The rollout of the state’s legal cannabis market has been notoriously troubled, stopped twice by lawsuits and competing with thousands of unlicensed cannabis shops which have proliferated throughout the state. More than three years after the plant has been legalized, there are just 122 dispensaries or cannabis delivery companies open in the state, a dozen of them in Buffalo.

The move to issue more licenses is something Joe Rossi, Cannabis Practice Group Leader for Park Strategies, a New York consultancy and lobbying firm, has been pushing for. He said the state’s bungled rollout has put New York’s cannabis market far behind the 8-ball.

Getting more legal shops open is the only way to push out the scores of unlicensed shops that have proliferated throughout the state and create a healthy market, he said.

“This is a massive way to make up for lost time,” Rossi said.

General license applicants weren’t required to pick a location in which they would like to do business, so it’s unclear how many of those licensees could end up opening businesses in Western New York.

Cannabis businesses that operate under a Conditional Adult Use Retail Dispensary license also are breathing a little easier as a result of Friday’s meeting. The board voted to give licensees a 12-month extension on their provisional licenses.

CAURD licensees are required to start operating within 12 months of the license being granted, but an injunction from a lawsuit challenging the rollout prevented many of them from getting up and running. The extension gives breathing room to CAURD licensees who ran into litigation delays.

When CAURD licensees applied, they were required to choose a geographic licensing area in which to do business. But Friday, the board voted not to restrict CAURD licensees to any geographical region, saying local laws have made geographic restrictions a burden for licensees trying to secure locations.

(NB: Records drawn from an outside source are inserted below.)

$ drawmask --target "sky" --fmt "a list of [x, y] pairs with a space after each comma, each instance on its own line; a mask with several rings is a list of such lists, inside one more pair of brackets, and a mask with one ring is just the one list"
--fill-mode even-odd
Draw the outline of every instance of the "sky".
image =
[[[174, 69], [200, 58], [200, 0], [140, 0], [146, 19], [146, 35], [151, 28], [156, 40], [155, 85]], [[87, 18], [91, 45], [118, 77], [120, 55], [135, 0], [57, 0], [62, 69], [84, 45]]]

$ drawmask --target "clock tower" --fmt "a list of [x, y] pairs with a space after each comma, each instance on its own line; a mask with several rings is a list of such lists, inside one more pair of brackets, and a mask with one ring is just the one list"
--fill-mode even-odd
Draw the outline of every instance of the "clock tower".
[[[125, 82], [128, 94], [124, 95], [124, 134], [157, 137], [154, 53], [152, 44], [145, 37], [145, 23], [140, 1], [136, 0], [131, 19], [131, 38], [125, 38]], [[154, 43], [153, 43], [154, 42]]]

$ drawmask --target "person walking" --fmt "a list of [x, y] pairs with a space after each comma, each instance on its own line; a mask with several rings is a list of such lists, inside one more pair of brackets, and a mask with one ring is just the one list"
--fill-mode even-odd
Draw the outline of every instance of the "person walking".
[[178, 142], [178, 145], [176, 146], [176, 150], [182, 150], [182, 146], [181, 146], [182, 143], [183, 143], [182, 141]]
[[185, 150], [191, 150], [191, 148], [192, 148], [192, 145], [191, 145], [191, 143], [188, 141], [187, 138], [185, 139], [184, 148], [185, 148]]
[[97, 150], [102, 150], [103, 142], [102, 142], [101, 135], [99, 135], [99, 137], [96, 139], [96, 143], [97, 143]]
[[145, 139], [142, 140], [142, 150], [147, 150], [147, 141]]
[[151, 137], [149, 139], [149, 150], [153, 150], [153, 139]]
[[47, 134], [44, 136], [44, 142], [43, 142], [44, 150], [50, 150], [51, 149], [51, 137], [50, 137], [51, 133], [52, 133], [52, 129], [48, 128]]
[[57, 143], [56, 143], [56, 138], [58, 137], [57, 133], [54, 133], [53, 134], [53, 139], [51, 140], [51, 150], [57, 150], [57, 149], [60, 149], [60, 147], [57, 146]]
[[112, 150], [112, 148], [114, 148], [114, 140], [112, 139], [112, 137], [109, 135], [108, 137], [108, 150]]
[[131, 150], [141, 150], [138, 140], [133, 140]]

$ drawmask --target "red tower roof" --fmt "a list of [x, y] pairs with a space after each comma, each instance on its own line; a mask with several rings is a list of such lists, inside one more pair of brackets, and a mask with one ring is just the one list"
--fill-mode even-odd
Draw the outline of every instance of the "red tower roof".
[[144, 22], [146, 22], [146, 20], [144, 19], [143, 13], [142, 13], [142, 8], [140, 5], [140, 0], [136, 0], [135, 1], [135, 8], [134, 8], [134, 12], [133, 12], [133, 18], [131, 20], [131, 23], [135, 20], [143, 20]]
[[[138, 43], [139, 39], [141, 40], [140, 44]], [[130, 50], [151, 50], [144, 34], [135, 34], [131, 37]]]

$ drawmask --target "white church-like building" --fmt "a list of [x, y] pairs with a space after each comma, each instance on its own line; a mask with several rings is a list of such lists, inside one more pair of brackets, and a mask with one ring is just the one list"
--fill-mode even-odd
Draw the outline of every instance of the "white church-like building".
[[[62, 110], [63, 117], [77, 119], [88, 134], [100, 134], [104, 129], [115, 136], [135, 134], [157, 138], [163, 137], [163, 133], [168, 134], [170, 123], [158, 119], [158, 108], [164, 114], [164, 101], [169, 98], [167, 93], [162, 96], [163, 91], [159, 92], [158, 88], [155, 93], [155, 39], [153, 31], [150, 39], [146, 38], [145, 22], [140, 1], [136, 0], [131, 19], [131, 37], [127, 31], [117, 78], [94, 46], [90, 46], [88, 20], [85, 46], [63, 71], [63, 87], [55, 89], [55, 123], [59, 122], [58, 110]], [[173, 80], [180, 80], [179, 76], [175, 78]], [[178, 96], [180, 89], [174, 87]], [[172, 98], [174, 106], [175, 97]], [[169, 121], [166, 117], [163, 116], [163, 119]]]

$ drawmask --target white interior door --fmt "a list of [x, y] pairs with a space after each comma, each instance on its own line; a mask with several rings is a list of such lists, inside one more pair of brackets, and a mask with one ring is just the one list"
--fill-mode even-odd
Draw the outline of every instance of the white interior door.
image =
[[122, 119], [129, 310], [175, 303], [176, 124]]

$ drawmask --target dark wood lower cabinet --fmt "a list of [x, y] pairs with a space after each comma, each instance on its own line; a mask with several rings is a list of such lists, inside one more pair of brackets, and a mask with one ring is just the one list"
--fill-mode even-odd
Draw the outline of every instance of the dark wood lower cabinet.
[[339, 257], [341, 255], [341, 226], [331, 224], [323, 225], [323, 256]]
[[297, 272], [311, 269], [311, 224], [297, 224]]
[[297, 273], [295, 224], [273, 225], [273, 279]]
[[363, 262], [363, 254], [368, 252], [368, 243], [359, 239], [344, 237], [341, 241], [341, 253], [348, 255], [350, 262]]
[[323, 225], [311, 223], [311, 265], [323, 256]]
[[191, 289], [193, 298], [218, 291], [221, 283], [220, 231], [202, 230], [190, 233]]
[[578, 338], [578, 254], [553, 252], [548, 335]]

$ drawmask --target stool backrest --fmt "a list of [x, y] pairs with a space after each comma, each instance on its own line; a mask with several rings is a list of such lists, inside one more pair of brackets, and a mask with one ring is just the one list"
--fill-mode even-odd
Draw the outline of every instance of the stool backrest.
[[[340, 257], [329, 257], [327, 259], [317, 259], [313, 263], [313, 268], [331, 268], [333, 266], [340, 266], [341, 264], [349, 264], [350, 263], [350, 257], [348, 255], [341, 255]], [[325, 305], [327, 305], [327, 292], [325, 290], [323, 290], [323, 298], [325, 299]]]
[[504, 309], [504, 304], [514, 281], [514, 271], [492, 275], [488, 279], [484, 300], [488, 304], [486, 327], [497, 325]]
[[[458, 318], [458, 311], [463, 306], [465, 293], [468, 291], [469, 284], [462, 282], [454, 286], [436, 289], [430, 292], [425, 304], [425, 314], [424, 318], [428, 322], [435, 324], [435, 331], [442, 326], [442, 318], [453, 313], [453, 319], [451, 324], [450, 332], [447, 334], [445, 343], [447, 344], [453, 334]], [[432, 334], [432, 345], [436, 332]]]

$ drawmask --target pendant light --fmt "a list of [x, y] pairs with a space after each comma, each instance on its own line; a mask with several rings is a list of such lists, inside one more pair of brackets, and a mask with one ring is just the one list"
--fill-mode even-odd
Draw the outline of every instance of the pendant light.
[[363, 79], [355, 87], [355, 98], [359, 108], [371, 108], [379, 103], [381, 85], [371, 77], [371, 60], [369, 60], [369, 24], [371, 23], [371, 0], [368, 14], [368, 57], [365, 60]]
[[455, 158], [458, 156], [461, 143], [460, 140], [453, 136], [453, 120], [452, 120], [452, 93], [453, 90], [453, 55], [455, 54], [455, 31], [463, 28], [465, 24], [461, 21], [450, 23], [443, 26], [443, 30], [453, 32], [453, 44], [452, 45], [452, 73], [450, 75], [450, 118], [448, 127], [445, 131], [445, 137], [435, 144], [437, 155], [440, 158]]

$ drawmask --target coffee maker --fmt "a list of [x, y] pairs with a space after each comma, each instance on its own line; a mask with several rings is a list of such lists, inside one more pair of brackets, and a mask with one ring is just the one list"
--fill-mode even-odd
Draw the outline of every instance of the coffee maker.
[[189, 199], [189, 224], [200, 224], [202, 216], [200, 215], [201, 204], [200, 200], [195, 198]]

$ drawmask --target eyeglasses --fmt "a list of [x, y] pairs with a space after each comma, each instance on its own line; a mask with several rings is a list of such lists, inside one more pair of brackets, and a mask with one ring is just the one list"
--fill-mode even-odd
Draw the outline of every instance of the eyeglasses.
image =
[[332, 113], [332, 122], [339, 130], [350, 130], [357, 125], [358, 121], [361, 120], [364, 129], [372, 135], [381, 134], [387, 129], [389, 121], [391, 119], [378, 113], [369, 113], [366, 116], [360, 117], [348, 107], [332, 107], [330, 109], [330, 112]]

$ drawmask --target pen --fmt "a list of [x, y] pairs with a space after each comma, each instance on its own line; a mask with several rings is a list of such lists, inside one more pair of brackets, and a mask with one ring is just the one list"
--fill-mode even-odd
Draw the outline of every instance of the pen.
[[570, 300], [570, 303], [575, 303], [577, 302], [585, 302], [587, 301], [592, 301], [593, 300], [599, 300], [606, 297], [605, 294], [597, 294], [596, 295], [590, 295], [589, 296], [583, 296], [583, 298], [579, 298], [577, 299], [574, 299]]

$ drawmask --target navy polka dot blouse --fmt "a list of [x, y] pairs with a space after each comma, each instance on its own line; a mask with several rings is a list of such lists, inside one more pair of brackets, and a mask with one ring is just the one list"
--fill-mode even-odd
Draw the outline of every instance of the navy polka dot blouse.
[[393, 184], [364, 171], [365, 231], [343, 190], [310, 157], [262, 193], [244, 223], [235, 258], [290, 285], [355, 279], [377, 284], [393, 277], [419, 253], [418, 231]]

That means there is no capped number of dispensaries that could open in Western New York.

The OCM seems to be doing what it can to take as much burden off CAURD applicants as possible, Burgio said.

“It’s getting really difficult to find real estate and it’s getting difficult to find financing, and no longer does CAURD really have the leg up that it was intended to have in the beginning of this process,” she said. “I think the Office of Cannabis Management is doing what it can to help get these applicants and these licensees to final licensure, which has proven to be very hard right now.”

Also Friday, the board approved dozens of adult-use cultivator, distributor, microbusiness, processor and dispensary licenses. And for the first time, it issued a list of applicants that have been denied licenses.

“I think we’re seeing this because people who have been in limbo of the review process haven’t heard anything and they’re finally telling them no, you don’t qualify,” Burgio said.

Among the local licenses approved Friday were adult use retail dispensary licenses for Big Moe’s Automotive Repair and 3807 Harlem Cannabis in Erie County, as well as CEBEDE LLC in Cattauraugus County; and microbusiness licenses for Buffalo Cannabis Co., Canna-House Micro and Kingston Reserve in Erie County.